It wasn’t an apology, but Jim knew better than to ask for one. “Yeah?”

“Yeah. It was the only thing that ever made me feel…alive, I guess. Like there was a point to me being here, taking up space.” Gary shrugged again. “It made me feel special. And where I come from, I’m not special. I’m not anything.”

Jim pressed his lips together to wet them. “Is that such a bad thing?”

“What, not existing?”

“No, just – being _Gary_.”

Gary snorted, shook his head, and took another drink. “You wouldn’t like that other guy. I know I didn’t.”

“I’m not anything, either, you know. Not without Starfleet.” Jim looked up to the stars rather than at Gary, wiped his mouth with a knuckle. “I mean, I don’t even know how I got here most of the time. I just know I need to do this.”

To be like my father, Jim didn’t say. He didn’t have to. Gary already knew.

“You were born for it. I get that.” Gary shrugged again, traced the line of Jim’s sight to Orion’s Belt. “Believe me, I do.”

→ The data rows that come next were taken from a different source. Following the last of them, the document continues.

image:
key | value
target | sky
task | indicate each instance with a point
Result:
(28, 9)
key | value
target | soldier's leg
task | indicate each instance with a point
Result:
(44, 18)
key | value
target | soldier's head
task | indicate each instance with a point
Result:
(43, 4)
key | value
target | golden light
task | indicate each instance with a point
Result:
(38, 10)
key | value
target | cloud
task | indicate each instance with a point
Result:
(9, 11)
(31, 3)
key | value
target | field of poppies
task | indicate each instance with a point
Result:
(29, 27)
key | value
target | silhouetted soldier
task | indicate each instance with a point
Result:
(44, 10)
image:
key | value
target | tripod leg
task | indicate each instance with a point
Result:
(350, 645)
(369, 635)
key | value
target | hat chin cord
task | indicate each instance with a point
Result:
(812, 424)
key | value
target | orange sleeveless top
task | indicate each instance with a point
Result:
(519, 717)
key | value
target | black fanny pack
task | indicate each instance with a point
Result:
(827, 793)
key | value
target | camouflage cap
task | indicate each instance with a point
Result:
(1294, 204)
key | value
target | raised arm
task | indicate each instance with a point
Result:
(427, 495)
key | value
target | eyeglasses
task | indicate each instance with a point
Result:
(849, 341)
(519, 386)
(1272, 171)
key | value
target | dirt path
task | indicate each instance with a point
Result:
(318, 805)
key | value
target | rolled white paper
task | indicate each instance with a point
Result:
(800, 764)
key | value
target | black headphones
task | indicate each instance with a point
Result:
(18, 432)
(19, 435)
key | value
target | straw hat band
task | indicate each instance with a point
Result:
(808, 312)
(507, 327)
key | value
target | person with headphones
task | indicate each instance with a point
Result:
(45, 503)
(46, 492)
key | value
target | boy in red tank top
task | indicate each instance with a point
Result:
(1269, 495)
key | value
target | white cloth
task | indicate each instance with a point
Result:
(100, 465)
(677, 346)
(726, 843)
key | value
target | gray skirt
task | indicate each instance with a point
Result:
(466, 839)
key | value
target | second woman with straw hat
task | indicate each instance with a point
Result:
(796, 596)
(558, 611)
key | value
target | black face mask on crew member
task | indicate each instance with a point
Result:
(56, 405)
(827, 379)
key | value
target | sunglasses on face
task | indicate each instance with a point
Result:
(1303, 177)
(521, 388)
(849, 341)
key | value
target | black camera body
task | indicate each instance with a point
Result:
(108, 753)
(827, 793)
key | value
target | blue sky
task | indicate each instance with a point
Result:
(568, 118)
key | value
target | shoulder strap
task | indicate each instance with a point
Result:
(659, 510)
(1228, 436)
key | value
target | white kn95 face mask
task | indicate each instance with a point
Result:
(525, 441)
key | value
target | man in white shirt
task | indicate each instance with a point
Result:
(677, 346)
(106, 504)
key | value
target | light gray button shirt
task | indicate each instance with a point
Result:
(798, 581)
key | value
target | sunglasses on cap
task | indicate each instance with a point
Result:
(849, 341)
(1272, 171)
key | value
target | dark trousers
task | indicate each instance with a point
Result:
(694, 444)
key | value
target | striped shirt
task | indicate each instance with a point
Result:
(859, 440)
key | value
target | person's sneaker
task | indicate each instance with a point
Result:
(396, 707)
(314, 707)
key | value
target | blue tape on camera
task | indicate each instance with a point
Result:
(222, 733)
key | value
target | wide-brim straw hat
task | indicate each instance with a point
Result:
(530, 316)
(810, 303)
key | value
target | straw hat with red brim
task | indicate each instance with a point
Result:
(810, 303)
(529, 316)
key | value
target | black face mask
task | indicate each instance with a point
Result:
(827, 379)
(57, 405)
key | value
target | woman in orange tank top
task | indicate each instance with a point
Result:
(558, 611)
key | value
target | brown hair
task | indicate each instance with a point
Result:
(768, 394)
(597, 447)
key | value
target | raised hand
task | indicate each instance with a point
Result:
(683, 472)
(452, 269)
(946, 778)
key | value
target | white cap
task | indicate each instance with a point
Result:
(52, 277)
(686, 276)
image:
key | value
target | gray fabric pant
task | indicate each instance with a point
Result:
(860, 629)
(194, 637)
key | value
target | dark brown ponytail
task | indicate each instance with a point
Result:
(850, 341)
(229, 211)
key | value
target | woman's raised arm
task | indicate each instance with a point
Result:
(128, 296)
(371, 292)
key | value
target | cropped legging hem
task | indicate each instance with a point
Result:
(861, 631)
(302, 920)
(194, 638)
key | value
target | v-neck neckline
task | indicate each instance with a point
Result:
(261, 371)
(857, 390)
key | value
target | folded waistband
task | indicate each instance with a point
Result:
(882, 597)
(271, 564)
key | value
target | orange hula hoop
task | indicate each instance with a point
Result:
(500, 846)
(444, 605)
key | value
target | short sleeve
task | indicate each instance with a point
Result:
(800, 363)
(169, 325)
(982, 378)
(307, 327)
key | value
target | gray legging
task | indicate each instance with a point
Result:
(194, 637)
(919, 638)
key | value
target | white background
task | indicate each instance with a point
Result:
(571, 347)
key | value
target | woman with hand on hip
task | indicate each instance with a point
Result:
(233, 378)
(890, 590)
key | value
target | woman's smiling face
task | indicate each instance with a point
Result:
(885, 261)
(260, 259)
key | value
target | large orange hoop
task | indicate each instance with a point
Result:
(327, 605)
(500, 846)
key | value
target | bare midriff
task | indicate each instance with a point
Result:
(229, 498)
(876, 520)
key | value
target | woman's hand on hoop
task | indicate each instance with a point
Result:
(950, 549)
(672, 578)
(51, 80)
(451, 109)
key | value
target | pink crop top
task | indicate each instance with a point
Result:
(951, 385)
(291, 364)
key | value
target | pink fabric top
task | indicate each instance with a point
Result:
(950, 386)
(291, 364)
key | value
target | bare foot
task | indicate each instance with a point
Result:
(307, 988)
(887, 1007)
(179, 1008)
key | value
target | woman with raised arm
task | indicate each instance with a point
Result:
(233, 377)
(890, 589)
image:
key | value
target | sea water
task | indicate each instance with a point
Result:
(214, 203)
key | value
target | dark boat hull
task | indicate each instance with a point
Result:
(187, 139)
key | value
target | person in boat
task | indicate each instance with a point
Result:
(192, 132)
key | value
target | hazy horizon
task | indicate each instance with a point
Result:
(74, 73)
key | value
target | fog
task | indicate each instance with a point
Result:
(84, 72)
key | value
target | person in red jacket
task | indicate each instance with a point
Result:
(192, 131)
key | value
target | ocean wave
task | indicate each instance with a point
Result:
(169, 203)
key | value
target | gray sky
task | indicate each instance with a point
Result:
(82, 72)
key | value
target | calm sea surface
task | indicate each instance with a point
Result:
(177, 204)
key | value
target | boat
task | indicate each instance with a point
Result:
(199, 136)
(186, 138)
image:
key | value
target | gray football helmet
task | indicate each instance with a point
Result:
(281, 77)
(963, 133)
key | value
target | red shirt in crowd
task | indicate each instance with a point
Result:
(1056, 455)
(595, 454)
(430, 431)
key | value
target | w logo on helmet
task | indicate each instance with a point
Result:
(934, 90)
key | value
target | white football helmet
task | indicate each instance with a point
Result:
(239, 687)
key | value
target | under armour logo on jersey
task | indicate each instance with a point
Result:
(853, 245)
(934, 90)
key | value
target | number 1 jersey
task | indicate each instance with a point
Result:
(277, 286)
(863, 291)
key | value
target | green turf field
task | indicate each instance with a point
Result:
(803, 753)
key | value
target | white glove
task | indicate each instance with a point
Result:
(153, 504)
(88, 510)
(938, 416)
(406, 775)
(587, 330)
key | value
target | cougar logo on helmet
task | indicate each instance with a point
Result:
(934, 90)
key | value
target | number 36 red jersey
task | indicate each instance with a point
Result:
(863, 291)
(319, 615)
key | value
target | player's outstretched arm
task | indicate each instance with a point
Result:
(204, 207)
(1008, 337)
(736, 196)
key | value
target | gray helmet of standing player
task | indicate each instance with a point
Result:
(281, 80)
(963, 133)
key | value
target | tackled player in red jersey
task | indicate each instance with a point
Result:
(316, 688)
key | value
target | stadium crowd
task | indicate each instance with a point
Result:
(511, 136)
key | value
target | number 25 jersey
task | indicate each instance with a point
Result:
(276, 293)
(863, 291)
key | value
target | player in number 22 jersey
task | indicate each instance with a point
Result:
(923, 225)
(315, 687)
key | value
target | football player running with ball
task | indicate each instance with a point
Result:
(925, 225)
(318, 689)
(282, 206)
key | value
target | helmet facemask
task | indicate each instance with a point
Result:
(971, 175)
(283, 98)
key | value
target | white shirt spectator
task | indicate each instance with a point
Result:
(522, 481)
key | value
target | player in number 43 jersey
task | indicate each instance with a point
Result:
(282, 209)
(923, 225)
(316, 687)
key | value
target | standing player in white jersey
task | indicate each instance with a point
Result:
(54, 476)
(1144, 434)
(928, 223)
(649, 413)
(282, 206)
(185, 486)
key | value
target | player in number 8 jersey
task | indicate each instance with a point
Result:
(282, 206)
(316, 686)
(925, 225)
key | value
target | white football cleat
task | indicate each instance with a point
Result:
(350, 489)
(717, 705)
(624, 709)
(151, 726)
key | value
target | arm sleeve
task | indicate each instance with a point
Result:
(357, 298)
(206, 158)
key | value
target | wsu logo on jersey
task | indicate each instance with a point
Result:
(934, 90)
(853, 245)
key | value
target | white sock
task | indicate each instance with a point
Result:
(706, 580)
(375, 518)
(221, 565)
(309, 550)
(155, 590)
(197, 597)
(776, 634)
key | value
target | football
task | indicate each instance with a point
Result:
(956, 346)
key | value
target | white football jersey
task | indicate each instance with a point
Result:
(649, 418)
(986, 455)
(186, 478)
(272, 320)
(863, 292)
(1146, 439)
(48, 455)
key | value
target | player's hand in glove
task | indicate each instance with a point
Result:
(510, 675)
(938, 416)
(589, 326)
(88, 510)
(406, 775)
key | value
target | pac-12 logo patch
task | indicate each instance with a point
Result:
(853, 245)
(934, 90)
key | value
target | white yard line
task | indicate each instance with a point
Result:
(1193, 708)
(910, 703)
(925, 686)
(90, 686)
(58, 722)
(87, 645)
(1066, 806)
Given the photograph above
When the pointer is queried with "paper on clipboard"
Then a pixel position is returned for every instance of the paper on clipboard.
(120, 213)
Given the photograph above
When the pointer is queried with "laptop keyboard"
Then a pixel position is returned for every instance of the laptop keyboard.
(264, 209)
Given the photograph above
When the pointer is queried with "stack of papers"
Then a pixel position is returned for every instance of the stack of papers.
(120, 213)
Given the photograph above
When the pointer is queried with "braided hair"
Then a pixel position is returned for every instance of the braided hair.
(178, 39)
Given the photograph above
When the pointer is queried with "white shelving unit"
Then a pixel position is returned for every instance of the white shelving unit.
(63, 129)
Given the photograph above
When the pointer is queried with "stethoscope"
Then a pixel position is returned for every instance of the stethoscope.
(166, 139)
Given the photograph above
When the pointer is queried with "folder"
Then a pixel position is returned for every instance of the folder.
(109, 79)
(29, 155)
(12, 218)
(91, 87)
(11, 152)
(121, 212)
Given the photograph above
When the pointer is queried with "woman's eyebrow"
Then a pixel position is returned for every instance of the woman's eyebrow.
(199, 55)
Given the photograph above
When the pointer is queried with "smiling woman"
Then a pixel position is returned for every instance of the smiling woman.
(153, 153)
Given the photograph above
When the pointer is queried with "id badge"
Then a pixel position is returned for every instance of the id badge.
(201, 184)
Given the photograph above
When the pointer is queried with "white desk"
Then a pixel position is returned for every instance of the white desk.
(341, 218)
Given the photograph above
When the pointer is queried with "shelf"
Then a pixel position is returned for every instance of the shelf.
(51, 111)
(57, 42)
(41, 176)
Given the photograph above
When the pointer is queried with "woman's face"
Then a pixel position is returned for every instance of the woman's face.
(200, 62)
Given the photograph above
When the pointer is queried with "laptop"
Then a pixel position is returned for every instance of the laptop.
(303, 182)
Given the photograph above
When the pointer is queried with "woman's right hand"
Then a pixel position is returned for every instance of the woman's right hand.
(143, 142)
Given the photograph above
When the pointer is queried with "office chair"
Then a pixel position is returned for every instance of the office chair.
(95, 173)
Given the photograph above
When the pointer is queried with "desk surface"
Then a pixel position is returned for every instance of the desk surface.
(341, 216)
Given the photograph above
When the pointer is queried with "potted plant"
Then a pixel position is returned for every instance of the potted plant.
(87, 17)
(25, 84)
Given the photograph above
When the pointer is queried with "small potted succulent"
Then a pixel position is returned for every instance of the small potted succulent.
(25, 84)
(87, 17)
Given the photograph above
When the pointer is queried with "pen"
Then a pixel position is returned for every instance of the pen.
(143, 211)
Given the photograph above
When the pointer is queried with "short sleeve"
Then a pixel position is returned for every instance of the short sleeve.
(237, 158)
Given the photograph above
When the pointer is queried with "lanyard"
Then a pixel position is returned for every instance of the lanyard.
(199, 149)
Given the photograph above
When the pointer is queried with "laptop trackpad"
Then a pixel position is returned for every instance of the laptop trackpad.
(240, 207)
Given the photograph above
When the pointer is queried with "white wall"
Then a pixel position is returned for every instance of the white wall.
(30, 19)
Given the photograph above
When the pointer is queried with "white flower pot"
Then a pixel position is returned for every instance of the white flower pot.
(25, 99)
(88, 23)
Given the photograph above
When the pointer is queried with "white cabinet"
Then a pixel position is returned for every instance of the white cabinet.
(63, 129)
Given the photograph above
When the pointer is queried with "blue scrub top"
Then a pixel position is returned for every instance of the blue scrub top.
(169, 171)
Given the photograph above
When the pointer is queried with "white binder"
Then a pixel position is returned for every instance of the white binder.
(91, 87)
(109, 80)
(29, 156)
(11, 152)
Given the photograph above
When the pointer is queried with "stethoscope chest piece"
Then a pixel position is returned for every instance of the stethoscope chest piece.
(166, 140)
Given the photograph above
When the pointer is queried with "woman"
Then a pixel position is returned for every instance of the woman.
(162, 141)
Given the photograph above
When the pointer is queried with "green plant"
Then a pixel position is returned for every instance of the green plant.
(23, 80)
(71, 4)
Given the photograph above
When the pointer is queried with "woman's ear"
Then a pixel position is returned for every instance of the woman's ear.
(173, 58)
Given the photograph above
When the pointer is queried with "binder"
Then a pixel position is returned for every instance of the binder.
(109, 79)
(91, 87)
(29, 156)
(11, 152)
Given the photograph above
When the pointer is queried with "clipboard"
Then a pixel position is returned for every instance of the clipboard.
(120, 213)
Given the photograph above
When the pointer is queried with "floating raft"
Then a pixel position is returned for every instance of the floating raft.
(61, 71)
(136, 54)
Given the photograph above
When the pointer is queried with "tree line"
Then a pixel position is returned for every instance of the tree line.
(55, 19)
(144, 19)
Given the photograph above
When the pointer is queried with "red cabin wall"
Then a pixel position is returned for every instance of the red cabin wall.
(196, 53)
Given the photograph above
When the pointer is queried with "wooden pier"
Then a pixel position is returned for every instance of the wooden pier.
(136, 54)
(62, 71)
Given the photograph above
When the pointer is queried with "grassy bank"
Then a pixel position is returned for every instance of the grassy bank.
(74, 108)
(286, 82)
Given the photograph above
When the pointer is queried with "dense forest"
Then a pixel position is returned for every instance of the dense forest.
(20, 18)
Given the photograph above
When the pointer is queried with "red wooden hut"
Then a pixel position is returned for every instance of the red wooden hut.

Silence thinned into the space between them. Gary chose to speak again.

“If they ever go crazy and give a ship, Jim, I’ll fly her for you,” he said, and meant it.

 “Yeah?”

“Yeah, I would.”

Jim nodded, and for just a moment, smiled. “I’d like that.”

Just them together, out in the black. It felt right to Gary, like all things with Jim felt right. Jim came around to Gary’s bunk that night, and for a few nights after. He slept there and left again in the morning, until the one day he stopped coming at all. Gary already knew why.

\--

Jim was making himself scarcer and scarcer.

He stopped coming to Gary’s bunk, stopped going out when Gary messaged him. Gary still saw Jim on campus or at the bars, when Jim was with Leonard or some pretty girl. Drinking, maybe dancing, and always holding his audience captive to him with little smirks and touches. Jim leaned on people, too. He liked having an audience just as much as Gary did; he just had different ways of going about it. At least Gary could admit what he was. Jim still couldn’t see it for himself.

Sometimes Jim met Gary’s eyes across the room, the air hot between them, charged to explode. Jim was always the first to turn away, and Gary just went back to his drinking and dancing. He tried not to think of Jim, or Leonard, or flying Jim’s tall ship for him one day. None of those things mattered when Gary had his hands on the hips of some wispy young party-boy, whispering sweet and terrible things into his ear. None of those things ever really mattered at all.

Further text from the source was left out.